We have attempted in this study to translate what we might observe in human raters within a computational algorithm by using hierarchical classification with different variables allowed to enter at each level. We can contrast this approach to a simultaneous regression of all of the variables. Our approach in this study is similar to an incremental algorithm for hierarchical classification and to hierarchical classification in general (e.g., Bianchi, Gentile, & Zaniboni, 2006; Dumais & Chen, 2000; Granitzer, 2003). However, this methodology has not been applied in the AES or AWE literature and, to our knowledge, it has not been previously used to drive feedback. In the current study, we examine the reliability of using hierarchical classification using different essay features at each stage and level of the hierarchy. In the first step, we assume that writing fluency constitutes one of the largest differences distinguishing good and poor essays. One proxy for the fluency of a writer is the length of the essay. Essays are often distinguished in terms of their length, where essays with higher scores are longer than lower rated essays (e.g., Crossley, Weston, McLain Sullivan, & McNamara, 2011; Ferris, 1994; Frase, Faletti, Ginther, & Grant, 1997; Guo, Crossley, & McNamara, 2013; Jarvis, Grant, Bikowski, & Ferris, 2003; McNamara, Crossley, & McCarthy, 2010; McNamara et al., 2013).

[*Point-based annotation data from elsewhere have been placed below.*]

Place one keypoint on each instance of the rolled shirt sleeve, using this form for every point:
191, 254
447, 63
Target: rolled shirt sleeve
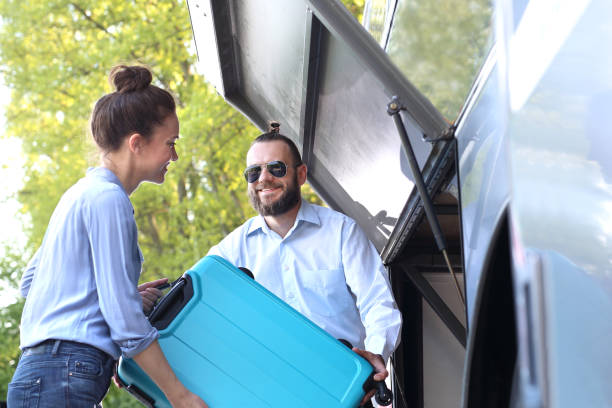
117, 263
28, 274
368, 280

Shorter essays have fewer words and fewer paragraphs, which in turn are indicative of less fluency on the part of the writer. We assume that longer essays will tend to have higher scores than shorter essays, but more importantly we assume the features that characterize short and long essays will be different because we presume that more fluent writers will produce more sophisticated linguistic features related to essay quality. In addition, more fluent writers most likely write essay drafts more quickly than less fluent writers. These fluent writers can then use the time remaining after completing an essay draft to focus on revising content and argumentative structure (Deane, 2013).

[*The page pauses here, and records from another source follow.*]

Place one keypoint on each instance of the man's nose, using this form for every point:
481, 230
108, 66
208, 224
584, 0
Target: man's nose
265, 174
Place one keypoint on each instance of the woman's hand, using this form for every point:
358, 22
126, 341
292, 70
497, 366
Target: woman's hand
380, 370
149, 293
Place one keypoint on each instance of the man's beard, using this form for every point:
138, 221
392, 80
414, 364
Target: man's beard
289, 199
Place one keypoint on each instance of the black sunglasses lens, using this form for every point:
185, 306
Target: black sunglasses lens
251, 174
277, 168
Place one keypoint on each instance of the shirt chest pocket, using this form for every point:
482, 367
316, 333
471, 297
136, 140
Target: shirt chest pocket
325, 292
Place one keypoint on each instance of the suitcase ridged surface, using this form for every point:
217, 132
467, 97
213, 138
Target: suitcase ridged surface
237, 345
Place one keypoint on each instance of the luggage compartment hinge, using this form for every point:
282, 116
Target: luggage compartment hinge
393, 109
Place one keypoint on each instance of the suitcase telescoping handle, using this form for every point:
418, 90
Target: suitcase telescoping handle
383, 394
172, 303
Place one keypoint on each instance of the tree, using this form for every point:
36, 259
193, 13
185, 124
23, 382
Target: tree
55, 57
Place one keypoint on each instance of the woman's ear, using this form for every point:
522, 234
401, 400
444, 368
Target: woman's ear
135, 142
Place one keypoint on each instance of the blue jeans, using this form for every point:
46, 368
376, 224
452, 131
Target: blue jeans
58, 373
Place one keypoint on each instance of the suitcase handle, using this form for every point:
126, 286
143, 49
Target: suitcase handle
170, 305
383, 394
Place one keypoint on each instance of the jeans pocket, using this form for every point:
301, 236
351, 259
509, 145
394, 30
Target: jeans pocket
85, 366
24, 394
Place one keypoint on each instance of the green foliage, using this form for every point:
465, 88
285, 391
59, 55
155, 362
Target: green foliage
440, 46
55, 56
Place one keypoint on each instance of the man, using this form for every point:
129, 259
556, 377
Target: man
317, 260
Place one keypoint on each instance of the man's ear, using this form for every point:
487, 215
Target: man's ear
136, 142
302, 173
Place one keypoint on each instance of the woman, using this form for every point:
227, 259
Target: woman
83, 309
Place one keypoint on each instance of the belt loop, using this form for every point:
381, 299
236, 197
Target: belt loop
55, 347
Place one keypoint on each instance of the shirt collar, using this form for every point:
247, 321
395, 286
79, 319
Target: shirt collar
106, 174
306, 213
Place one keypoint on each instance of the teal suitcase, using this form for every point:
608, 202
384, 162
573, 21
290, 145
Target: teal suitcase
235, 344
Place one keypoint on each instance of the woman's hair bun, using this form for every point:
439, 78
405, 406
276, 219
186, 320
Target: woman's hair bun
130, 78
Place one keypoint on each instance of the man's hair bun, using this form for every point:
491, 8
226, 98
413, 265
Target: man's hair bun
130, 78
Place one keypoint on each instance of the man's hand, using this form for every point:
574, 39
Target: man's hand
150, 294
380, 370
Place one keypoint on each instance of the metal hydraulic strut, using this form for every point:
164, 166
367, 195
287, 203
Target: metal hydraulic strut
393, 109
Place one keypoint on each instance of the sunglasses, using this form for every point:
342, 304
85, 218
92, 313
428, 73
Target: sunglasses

Hence, the first hierarchical category is determined as a function of those that meet a threshold for number of words and number of paragraphs. In the following stages of this analysis, we assume that those in the lower half (i.e., shorter essays), and those in the upper half (i.e., longer essays) will be characterized by different features, and hence, their scores will be predicted by different sets of features. Consequently, this approach requires that machine-learning algorithms be calculated separately for each group.

2. Method

2.1. Research instruments and indices

Three research instruments were used in this study, including Coh-Metrix, the Writing Analysis Tool (WAT), and the Linguistic Inquiry and Word Count (LIWC). Coh-Metrix (e.g., Graesser, McNamara, Louwerse, & Cai, 2004; McNamara & Graesser, 2012; McNamara, Graesser, McCarthy, & Cai, 2014) measures text difficulty, text structure, and cohesion through the integration of lexicons, pattern classifiers, part-of-speech taggers, syntactic parsers, shallow semantic interpreters, and other components that have been developed in the field of computational linguistics (Jurafsky & Martin, 2008). Coh-Metrix reports on hundreds of linguistic variables that are primarily related to text difficulty (McNamara et al., 2014). Coh-Metrix also provides a replication of features reported by Biber (1988) including tense and aspect markers, place and time adverbials, pronouns and pro-verbs, questions, nominal forms, passives, stative forms, subordination features, prepositional phrases, adjectives and adverbs, modals, specialized verb classes, reduced forms and dispreferred structures, and coordinations and negations.